With yesterday's (Monday's) debut of the new Microsoft Surface tablet, the company suddenly and unexpectedly took direct aim at the Apple Inc. (Nasdaq: AAPL) iPad.
At the event, Microsoft Corp. (Nasdaq: MSFT) CEO Steve Ballmer unveiled a device with a 10.6-inch widescreen display and a pressure-sensitive cover that also serves as a keyboard. As one would expect, the Surface tablet runs Microsoft's next generation operating system, Windows 8.
Oddly, Ballmer left out several key details, such as the exact date Surface will go on sale and how much it will cost.
What's clear is that Microsoft recognizes it has fallen behind in the mobile market, and that it didn't trust any of its traditional PC-building partners to produce a compelling Windows 8 tablet.
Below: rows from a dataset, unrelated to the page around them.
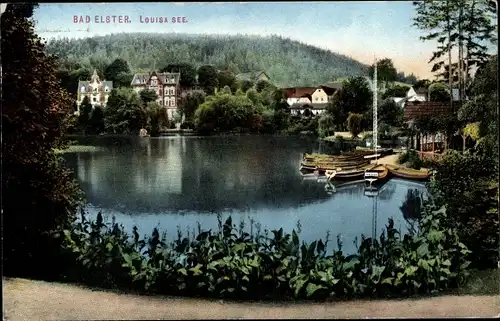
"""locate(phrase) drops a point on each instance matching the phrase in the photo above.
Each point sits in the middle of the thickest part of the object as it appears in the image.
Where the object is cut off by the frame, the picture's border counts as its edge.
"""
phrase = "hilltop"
(287, 62)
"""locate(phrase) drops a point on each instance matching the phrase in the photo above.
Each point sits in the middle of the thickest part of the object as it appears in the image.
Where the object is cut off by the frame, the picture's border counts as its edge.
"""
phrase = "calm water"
(179, 181)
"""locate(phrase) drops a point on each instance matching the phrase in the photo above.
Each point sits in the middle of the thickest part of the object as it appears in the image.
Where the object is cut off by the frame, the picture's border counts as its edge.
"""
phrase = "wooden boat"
(408, 173)
(376, 173)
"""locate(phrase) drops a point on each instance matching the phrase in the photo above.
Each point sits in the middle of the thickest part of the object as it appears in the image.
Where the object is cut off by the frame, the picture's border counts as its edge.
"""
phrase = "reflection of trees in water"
(412, 205)
(387, 191)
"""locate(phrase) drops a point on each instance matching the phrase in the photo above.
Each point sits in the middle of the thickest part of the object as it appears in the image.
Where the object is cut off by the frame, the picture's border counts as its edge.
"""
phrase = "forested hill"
(287, 62)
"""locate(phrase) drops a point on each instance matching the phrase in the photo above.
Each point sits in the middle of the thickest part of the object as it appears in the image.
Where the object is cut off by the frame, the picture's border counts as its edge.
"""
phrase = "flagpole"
(375, 120)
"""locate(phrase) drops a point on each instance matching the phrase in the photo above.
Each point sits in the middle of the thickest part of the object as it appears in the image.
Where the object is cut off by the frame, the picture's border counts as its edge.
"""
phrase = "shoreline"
(39, 300)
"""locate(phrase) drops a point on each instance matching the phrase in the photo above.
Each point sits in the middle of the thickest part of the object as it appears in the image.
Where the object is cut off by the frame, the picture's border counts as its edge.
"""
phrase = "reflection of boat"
(376, 173)
(409, 173)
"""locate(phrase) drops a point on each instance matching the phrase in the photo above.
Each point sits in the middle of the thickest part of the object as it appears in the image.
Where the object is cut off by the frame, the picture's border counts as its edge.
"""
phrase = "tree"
(386, 72)
(157, 117)
(396, 91)
(187, 71)
(207, 78)
(354, 97)
(118, 72)
(466, 25)
(39, 195)
(262, 85)
(390, 113)
(147, 95)
(226, 78)
(439, 92)
(245, 85)
(96, 121)
(85, 112)
(354, 124)
(226, 90)
(326, 125)
(227, 112)
(190, 103)
(483, 108)
(124, 112)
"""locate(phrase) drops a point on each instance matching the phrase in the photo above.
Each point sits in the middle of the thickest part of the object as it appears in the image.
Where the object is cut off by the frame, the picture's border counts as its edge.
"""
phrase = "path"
(36, 300)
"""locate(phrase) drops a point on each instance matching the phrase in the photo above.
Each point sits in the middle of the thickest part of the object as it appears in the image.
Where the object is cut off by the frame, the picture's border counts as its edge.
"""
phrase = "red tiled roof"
(298, 91)
(426, 109)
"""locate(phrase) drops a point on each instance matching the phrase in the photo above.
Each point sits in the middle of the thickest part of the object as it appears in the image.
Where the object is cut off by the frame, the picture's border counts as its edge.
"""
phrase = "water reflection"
(180, 181)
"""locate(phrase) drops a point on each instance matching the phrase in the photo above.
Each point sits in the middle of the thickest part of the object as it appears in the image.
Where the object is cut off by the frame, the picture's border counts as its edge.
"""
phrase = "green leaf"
(299, 285)
(312, 288)
(423, 250)
(446, 262)
(387, 281)
(295, 238)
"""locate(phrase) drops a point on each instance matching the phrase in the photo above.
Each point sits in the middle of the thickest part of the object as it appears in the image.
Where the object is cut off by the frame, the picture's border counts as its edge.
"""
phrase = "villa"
(96, 90)
(166, 86)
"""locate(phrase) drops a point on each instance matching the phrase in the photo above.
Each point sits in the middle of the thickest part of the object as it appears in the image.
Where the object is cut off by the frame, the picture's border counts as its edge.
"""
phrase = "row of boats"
(357, 165)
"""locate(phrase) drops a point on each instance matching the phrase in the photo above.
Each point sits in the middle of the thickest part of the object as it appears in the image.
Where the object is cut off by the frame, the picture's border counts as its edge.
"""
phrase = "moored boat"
(409, 173)
(376, 173)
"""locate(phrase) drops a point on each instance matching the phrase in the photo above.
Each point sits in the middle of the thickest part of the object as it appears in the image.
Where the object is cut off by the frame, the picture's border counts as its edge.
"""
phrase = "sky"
(361, 30)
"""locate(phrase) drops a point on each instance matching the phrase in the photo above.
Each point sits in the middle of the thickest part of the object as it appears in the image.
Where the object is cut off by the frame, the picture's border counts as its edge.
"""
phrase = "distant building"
(311, 101)
(96, 90)
(419, 94)
(254, 76)
(166, 86)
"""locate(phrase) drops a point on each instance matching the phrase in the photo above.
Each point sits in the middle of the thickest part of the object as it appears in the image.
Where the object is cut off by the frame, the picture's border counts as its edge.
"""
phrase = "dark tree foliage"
(38, 194)
(396, 91)
(386, 72)
(96, 121)
(284, 60)
(85, 113)
(147, 96)
(354, 97)
(226, 78)
(119, 73)
(190, 103)
(207, 78)
(187, 71)
(440, 93)
(390, 113)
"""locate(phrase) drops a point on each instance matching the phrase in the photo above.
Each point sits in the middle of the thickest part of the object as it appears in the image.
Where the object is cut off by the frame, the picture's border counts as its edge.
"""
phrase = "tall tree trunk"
(460, 51)
(450, 74)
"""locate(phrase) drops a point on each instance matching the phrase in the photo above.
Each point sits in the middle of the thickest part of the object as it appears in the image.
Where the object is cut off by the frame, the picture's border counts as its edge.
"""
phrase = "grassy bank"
(230, 263)
(78, 149)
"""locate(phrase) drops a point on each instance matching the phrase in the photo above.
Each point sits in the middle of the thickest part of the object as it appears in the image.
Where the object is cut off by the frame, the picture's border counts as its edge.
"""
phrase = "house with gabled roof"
(166, 86)
(96, 90)
(254, 76)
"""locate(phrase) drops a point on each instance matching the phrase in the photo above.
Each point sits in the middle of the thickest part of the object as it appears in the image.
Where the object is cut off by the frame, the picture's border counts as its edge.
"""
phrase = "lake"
(179, 181)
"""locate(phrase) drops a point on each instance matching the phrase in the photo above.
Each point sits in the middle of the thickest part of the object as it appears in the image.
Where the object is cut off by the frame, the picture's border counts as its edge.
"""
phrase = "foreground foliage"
(38, 193)
(231, 263)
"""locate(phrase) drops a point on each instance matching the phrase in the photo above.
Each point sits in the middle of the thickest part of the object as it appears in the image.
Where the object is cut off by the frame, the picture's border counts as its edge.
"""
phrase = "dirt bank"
(35, 300)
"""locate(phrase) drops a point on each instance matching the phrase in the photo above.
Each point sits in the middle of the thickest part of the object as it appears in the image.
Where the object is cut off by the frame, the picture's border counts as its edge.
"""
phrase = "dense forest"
(287, 62)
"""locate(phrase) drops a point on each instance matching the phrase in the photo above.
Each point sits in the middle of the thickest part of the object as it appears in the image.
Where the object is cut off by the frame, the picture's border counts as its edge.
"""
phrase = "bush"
(187, 125)
(411, 160)
(231, 263)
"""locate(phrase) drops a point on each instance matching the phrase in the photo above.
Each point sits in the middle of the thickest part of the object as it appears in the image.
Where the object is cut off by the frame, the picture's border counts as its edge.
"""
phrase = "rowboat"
(409, 173)
(376, 173)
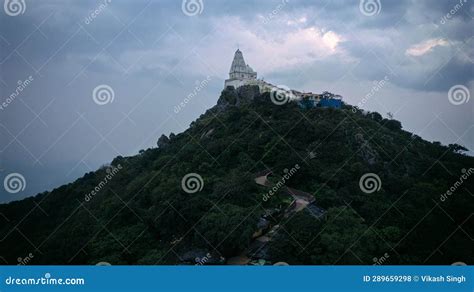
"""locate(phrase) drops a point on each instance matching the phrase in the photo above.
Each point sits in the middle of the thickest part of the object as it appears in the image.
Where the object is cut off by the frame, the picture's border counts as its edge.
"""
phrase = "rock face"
(236, 97)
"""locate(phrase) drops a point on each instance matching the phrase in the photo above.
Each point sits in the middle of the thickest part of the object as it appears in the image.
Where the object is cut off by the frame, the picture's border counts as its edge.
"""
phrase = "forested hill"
(139, 210)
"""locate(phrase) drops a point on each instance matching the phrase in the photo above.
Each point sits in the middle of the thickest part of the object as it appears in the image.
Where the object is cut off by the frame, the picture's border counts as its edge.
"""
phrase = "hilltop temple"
(240, 73)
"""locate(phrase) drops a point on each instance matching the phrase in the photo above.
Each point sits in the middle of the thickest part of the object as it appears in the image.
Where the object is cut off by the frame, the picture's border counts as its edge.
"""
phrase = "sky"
(82, 82)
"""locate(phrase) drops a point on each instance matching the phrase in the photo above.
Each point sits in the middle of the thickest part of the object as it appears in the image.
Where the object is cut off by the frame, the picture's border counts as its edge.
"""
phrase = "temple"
(240, 73)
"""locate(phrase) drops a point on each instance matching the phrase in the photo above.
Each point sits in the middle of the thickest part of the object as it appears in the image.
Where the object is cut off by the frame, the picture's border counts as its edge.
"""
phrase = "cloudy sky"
(144, 57)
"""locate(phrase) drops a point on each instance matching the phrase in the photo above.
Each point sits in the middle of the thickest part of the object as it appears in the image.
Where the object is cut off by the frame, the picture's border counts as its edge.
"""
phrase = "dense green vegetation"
(143, 216)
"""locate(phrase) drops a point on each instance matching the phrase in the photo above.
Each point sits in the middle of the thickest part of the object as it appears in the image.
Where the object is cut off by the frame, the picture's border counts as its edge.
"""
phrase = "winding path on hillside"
(301, 200)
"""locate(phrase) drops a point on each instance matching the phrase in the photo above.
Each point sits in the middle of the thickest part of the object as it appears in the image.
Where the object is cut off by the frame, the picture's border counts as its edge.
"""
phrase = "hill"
(195, 199)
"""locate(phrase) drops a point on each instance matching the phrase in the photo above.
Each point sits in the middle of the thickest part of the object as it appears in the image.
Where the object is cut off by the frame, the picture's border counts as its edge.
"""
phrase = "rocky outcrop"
(237, 97)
The surprise announcement of the Surface tablet, preceded by an invitation just days before that gave no details, succeeded in generating an Apple-like buzz.
"If imitation is the sincerest form of flattery, the compliments from Microsoft poured down like a torrential storm on Apple last night," analyst Brian White of Topeka Capital Markets wrote in a research note today. "At the same time, this event indicates to us that Microsoft is still searching for its own identity in the post-PC era, something that has come naturally for Apple with the rise of the mobile Internet."